Towards a mathematical theory of PID control
The well-known and nearly hundred years old "proportional-integral- derivative" (PID) controller is a linear feedback control method that adjusts the input signal by using the regulation error of the systems only. Because of its simple structure, good robustness and high reliability, it is by far the most widely used control method in automatic control. For example, it has been reported that 95 percent control loops are of PID type in process control. However, one of the most challenging tasks for the implementation of the PID controller is how to design the three parameters of the controller.

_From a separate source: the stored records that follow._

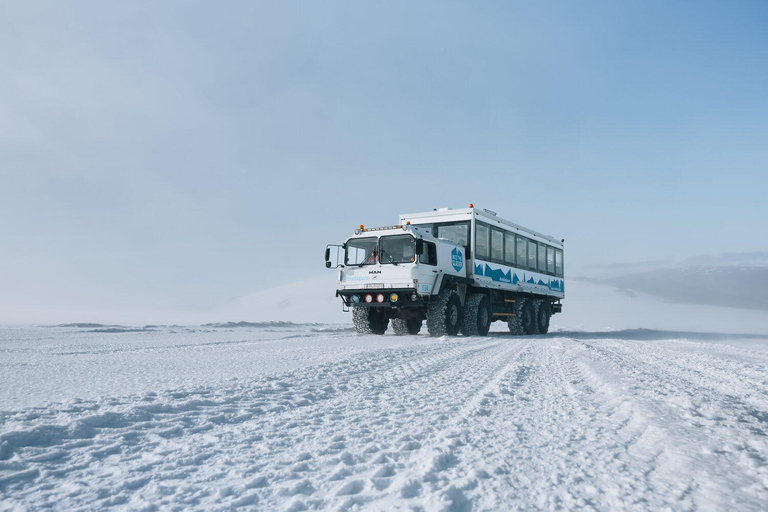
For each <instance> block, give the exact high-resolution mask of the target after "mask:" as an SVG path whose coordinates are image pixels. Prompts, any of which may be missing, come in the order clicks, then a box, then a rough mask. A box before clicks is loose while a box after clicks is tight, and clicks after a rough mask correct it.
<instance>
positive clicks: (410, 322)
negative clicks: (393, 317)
mask: <svg viewBox="0 0 768 512" xmlns="http://www.w3.org/2000/svg"><path fill="white" fill-rule="evenodd" d="M421 324H422V321H421V318H409V319H407V320H405V319H402V318H396V319H394V320H392V329H393V330H394V331H395V334H397V335H399V336H402V335H404V334H419V331H421Z"/></svg>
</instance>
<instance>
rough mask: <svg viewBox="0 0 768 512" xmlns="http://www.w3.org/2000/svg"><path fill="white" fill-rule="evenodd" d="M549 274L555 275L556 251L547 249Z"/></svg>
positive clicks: (547, 269) (550, 248) (547, 263)
mask: <svg viewBox="0 0 768 512" xmlns="http://www.w3.org/2000/svg"><path fill="white" fill-rule="evenodd" d="M547 274H552V275H555V249H554V248H552V247H547Z"/></svg>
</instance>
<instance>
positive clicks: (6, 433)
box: [0, 283, 768, 510]
mask: <svg viewBox="0 0 768 512" xmlns="http://www.w3.org/2000/svg"><path fill="white" fill-rule="evenodd" d="M594 286H596V285H588V284H586V283H584V284H583V285H582V286H581V287H579V286H578V285H577V286H574V287H573V289H572V290H571V291H572V294H571V295H570V296H569V300H568V301H567V302H566V311H570V312H571V314H572V317H571V318H570V319H569V317H568V316H567V314H563V315H562V316H560V317H559V318H558V317H555V320H557V322H553V326H554V327H555V328H556V329H559V332H555V333H554V334H550V335H548V336H533V337H510V336H508V335H506V334H505V333H504V332H503V326H502V325H500V324H494V331H495V332H492V333H491V335H489V336H487V337H475V338H462V337H457V338H437V339H434V338H430V337H428V336H426V335H419V336H403V337H398V336H393V335H391V334H390V333H388V335H385V336H360V335H357V334H355V333H354V332H352V331H351V330H350V329H349V324H341V325H320V324H306V323H305V324H286V323H279V322H273V323H268V324H250V325H247V324H246V325H239V326H235V325H226V324H225V325H207V326H197V327H178V326H175V327H169V326H159V327H151V326H150V327H146V328H140V329H132V328H125V327H119V326H88V325H80V326H68V327H14V328H3V329H0V411H3V412H0V510H5V509H11V510H12V509H19V510H27V509H38V508H43V507H53V508H55V509H61V510H73V509H74V510H76V509H81V510H92V509H99V508H108V507H110V506H112V507H115V508H120V509H123V508H127V509H137V510H140V509H144V510H151V509H155V508H160V509H189V508H193V509H194V508H196V509H205V510H209V509H213V510H217V509H220V510H225V509H226V510H229V509H233V508H237V507H243V508H244V509H258V510H289V509H290V510H304V509H309V510H315V509H323V510H325V509H331V510H336V509H342V510H344V509H357V508H361V509H372V510H393V509H395V510H396V509H408V510H410V509H417V510H418V509H423V510H443V509H444V510H513V509H545V510H552V509H565V510H567V509H573V508H577V507H585V508H593V509H598V510H617V509H637V510H660V509H671V510H764V509H765V503H768V335H767V334H766V330H767V329H768V323H761V322H760V320H761V318H765V317H764V316H763V317H761V316H760V314H761V312H741V311H738V310H725V309H723V308H707V307H703V306H684V305H667V304H664V303H660V302H658V301H652V300H651V299H649V298H647V297H642V296H635V297H630V296H627V295H625V294H622V293H619V292H615V293H614V292H610V293H608V294H606V291H607V290H606V289H605V288H603V287H598V288H595V287H594ZM608 291H610V290H608ZM603 297H605V299H603ZM249 300H253V299H252V298H246V299H245V300H243V301H240V303H239V306H241V307H245V305H246V304H247V303H248V301H249ZM601 300H602V301H603V302H602V303H601V302H600V301H601ZM294 306H295V305H291V304H286V305H284V306H283V307H284V308H285V307H294ZM336 306H338V304H336ZM569 308H570V309H569ZM627 308H630V311H633V312H634V315H633V314H632V313H630V312H629V311H627ZM670 308H671V310H672V311H673V314H668V312H669V311H670ZM679 308H688V309H679ZM595 311H599V312H600V314H599V315H596V314H594V312H595ZM681 312H684V313H685V315H686V316H684V317H682V318H678V321H677V322H675V321H674V319H675V315H677V314H681ZM313 314H317V313H316V312H315V313H313ZM762 314H763V315H765V313H764V312H763V313H762ZM590 315H592V316H590ZM235 318H237V317H235ZM340 318H341V320H342V321H343V320H344V319H347V321H348V317H343V316H341V317H340ZM713 318H714V319H713ZM576 327H579V328H580V329H577V328H576ZM637 327H647V328H646V329H637ZM662 329H677V330H678V331H680V332H674V331H669V330H662ZM693 331H699V332H693ZM738 331H742V332H752V333H756V334H751V335H750V334H746V335H739V334H713V333H723V332H725V333H728V332H730V333H734V332H738Z"/></svg>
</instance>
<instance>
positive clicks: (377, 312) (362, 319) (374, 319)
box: [352, 307, 389, 334]
mask: <svg viewBox="0 0 768 512" xmlns="http://www.w3.org/2000/svg"><path fill="white" fill-rule="evenodd" d="M352 320H353V321H354V323H355V330H356V331H357V332H359V333H360V334H384V333H385V332H387V327H388V326H389V318H387V317H386V315H385V314H384V312H383V311H379V310H378V309H375V308H364V307H356V308H355V309H353V310H352Z"/></svg>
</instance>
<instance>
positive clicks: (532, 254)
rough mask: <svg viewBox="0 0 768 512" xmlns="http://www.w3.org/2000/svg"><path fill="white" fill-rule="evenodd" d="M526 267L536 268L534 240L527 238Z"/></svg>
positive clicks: (530, 267)
mask: <svg viewBox="0 0 768 512" xmlns="http://www.w3.org/2000/svg"><path fill="white" fill-rule="evenodd" d="M528 268H529V269H531V270H536V242H532V241H531V240H528Z"/></svg>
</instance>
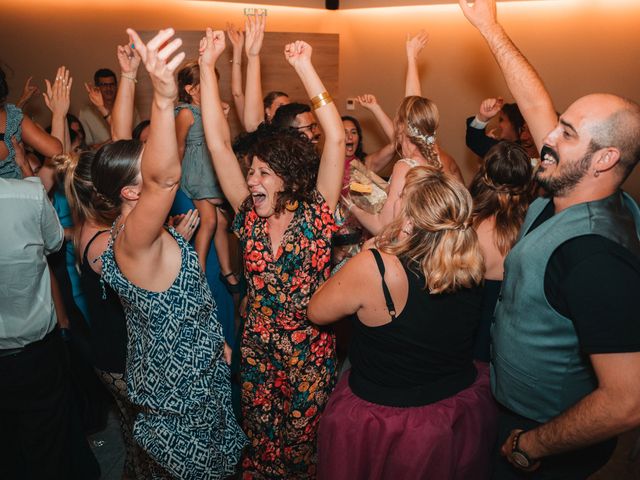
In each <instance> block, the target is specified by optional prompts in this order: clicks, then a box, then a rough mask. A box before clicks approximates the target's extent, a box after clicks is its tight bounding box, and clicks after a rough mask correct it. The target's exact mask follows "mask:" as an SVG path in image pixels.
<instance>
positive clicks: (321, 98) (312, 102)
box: [311, 90, 331, 104]
mask: <svg viewBox="0 0 640 480" xmlns="http://www.w3.org/2000/svg"><path fill="white" fill-rule="evenodd" d="M325 98H331V95H329V92H327V91H326V90H325V91H324V92H322V93H320V94H318V95H316V96H315V97H313V98H312V99H311V103H313V104H316V103H320V102H321V101H322V100H324V99H325Z"/></svg>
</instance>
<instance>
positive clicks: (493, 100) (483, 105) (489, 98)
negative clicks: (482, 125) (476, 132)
mask: <svg viewBox="0 0 640 480" xmlns="http://www.w3.org/2000/svg"><path fill="white" fill-rule="evenodd" d="M503 105H504V100H503V99H502V97H498V98H485V99H484V100H483V101H482V103H481V104H480V111H479V112H478V120H481V121H483V122H488V121H489V120H491V119H492V118H493V117H495V116H496V115H497V114H498V113H500V110H502V106H503Z"/></svg>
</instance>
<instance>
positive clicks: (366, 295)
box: [308, 167, 496, 480]
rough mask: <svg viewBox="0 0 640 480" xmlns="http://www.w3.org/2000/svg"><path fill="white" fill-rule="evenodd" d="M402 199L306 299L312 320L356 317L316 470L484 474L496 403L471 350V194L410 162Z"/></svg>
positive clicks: (321, 319) (335, 471)
mask: <svg viewBox="0 0 640 480" xmlns="http://www.w3.org/2000/svg"><path fill="white" fill-rule="evenodd" d="M398 207H399V208H398V212H397V215H396V218H395V219H394V220H393V222H391V224H389V225H388V226H387V227H386V228H385V229H384V230H383V232H382V233H381V235H380V236H379V237H378V238H377V241H376V248H377V249H372V250H370V251H363V252H361V253H360V254H358V255H357V256H355V257H354V258H353V259H351V260H350V261H349V262H348V263H347V264H346V265H345V266H344V267H343V268H342V270H340V271H339V272H338V273H337V274H335V275H334V276H333V277H331V279H329V280H328V281H327V282H326V283H325V284H324V285H323V286H322V287H321V288H320V289H319V290H318V291H317V292H316V293H315V295H314V296H313V298H312V299H311V301H310V302H309V308H308V314H309V319H310V320H311V321H313V322H314V323H316V324H318V325H326V324H329V323H332V322H335V321H337V320H339V319H341V318H343V317H344V316H347V315H351V314H356V316H357V319H356V320H355V322H354V335H353V339H352V343H351V348H350V351H349V358H350V360H351V364H352V367H351V370H350V371H348V372H347V373H345V374H344V375H343V377H342V378H341V380H340V382H339V383H338V386H337V387H336V389H335V391H334V392H333V394H332V395H331V399H330V400H329V403H328V404H327V408H326V410H325V413H324V414H323V417H322V421H321V424H320V429H319V433H318V452H319V459H318V478H320V479H344V480H347V479H349V480H351V479H365V478H366V479H382V478H447V479H467V478H474V479H483V478H487V477H488V474H489V460H490V458H491V450H492V446H493V440H494V438H493V437H494V435H495V426H496V425H495V414H496V408H495V405H494V403H493V399H492V397H491V391H490V388H489V370H488V367H487V366H486V365H478V366H476V365H475V364H474V362H473V358H472V339H473V334H474V332H475V329H476V328H477V325H478V321H479V319H480V301H481V297H480V289H479V285H480V283H481V282H482V277H483V273H484V266H483V261H482V254H481V252H480V247H479V245H478V239H477V237H476V234H475V232H474V231H473V229H472V228H471V209H472V204H471V196H470V195H469V192H467V190H466V189H465V187H464V185H462V184H461V183H460V182H458V181H457V180H455V179H453V178H452V177H451V176H449V175H447V174H445V173H444V172H442V171H441V170H439V169H437V168H433V167H416V168H413V169H411V170H410V171H409V172H408V173H407V175H406V182H405V186H404V190H403V191H402V197H401V198H400V200H399V202H398ZM344 292H349V294H348V295H345V293H344ZM372 439H373V440H372Z"/></svg>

Although many research efforts have been made on this problem by scientists and engineers, this crucial problem has never been well solved theoretically. In particular, a rigorous theory is lacking in the design and analysis of PID control for nonlinear uncertain systems. One of the most widespread methods for designing the PID parameters is the Ziegler-Nichols rule, which is a method based on some features of the linear process dynamics extracted from experiments conducted by either the step response method or the frequency response method. Many other methods including tuning and adaptation for the design of the PID parameters have also been proposed and investigated but mostly for linear systems.
Without doubt, almost all of the practical control systems are inherently nonlinear and time varying with uncertainties. Therefore, how to design the three PID parameters? Does the closed-loop control system have guaranteed good performance? What is the capability of the classical PID control? This research provides a preliminary answer to these basic and important scientific questions.
This new research work is authored by Cheng Zhao and Lei Guo, published in Science China Information Sciences in the second issue of 2017. It begins with physical systems modeled by the Newton's second law, and proves that for a class of second order nonlinear uncertain systems, if the upper bounds of the partial derivatives of the nonlinear uncertain function are available, it is possible to select the three PID parameters to globally stabilize the closed-loop systems and at the same time to make the position of the controlled system converge to any given setpoint. Actually, the authors have shown that the selection of the PID parameters has considerable flexibility, since they can be chosen from an unbounded three-dimensional manifold. Moreover, some important conditions for the selection of the parameters are also established in some special cases.
In practical applications, Newton's second law still plays a fundamental role in modeling dynamical systems of the physical world. Thus, this research not only makes the first important step in establishing a theoretical basis for PID control, but also provides valuable guidelines for control engineers.